Managing tax obligations is an essential part of entrepreneurship. Between VAT, profit tax and social security contributions, it is essential to fully understand the procedures to follow in order to remain in compliance with the tax authorities and avoid any sanctions. This article guides you through the main tax obligations of an entrepreneur in France and the best practices to optimize his management.
1. Understand applicable taxes and duties
Corporate tax (IS) or income tax (IR): what is the taxation for your business?
The tax regime depends on the legal status of the company:
- Income tax (IR) : concerns sole proprietorships, micro-entrepreneurs and certain partnerships (EURL, SNC, etc.). In this case, the profits are directly taxed in the hands of the entrepreneur.
- Corporate tax (IS) : applies to companies such as SAS, SARL and SA. The company pays tax on its profits before distributing any dividends to the partners.
The tax rate varies:
- IF: 15% up to €42,500 in profits (under conditions) and 25% beyond.
- AIR: Progressive income tax schedule according to income groups.

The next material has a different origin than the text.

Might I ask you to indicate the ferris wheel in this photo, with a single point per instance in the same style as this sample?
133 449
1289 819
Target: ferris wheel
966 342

VAT: an obligation according to your turnover
Value Added Tax (VAT) is an indirect tax collected on sales of goods and services. Its application depends on the company's tax regime:
- Franchise based on VAT : Exemption for companies whose turnover is less than €36,800 (services) or €91,900 (sale of goods). The company does not charge VAT but cannot recover it on its purchases.
- Simplified real regime : For businesses making up to 254,000€ (services) or 840,000€ (sales). Half-year declarations and payments.
- Real normal regime : Monthly or quarterly declarations and payments for businesses above the simplified regime thresholds.
VAT rates in France:
- 20% : Standard rate applicable to the majority of goods and services.
- 10% : Intermediate rate (hotels, restaurants, transport...).
- 5.5% : Reduced rate (basic food products, books...).
- 2.1% : Super-reduced rate (reimbursed drugs, press...).
Social security contributions: an unavoidable burden
Every entrepreneur must pay social security contributions to finance social protection. Obligations vary according to status:
- Micro-entrepreneur : Contributions calculated as a percentage of turnover (12.3% for sales, 21.2% for services and liberal professions).
- Self-employed person (TNS) (manager of EI, EURL, majority SARL): Contributions paid to Urssaf and Cipav or SSI, representing approximately 40% net income.
- Employee equivalent manager (president of SAS, minority manager of SARL): Higher employee and employer contributions but with better social protection.
2. Respect tax declarations and deadlines
A company must meet several tax deadlines throughout the year:
- Statement of results :
- BIC/BNC (IR): Annual statement as part of the personal tax return.
- IS: Profit tax return (form 2065) within three months after the end of the fiscal year.
- VAT : Monthly, quarterly or annual declarations depending on the regime chosen.
- Social contributions : Monthly or quarterly payments to Urssaf for the self-employed, via the DSN (Nominative Social Declaration) for assimilated employees.
Failure to meet deadlines may result in financial penalties and surcharges.
3. Optimize tax management and avoid mistakes
Anticipate payments to avoid cash flow difficulties
Taxation can represent a significant burden for an entrepreneur. It is recommended to:
- Set aside a percentage of revenue to cover fiscal and social security charges.
- Plan timelines to smooth payments and avoid unpleasant surprises.
Take advantage of tax relief schemes
Some aids make it possible to reduce the fiscal impact:
- JEI Exemption (Young Innovative Company) : Tax reduction and exemption from social security contributions for companies investing in R&D.
- Innovation tax credit (CII) and research tax credit (CIR) : For companies that spend on innovation and research.
- Regional and local aid : Exemptions from CFE (Corporate Property Tax) and other devices depending on location.
Surround yourself with an expert to secure your tax management
Call on a Chartered Accountant allows:
- Of check the conformity of declarations and to avoid mistakes that could lead to tax adjustments.
- OFOptimize taxation by choosing the right tax regime and by applying exemption schemes.
- Of Save time and to focus on the development of its business.
Respecting your tax obligations is essential to ensure the sustainability of your business and avoid sanctions. By anticipating deadlines, optimizing management and surrounding himself with the right professionals, an entrepreneur can better control his taxation and secure his cash flow.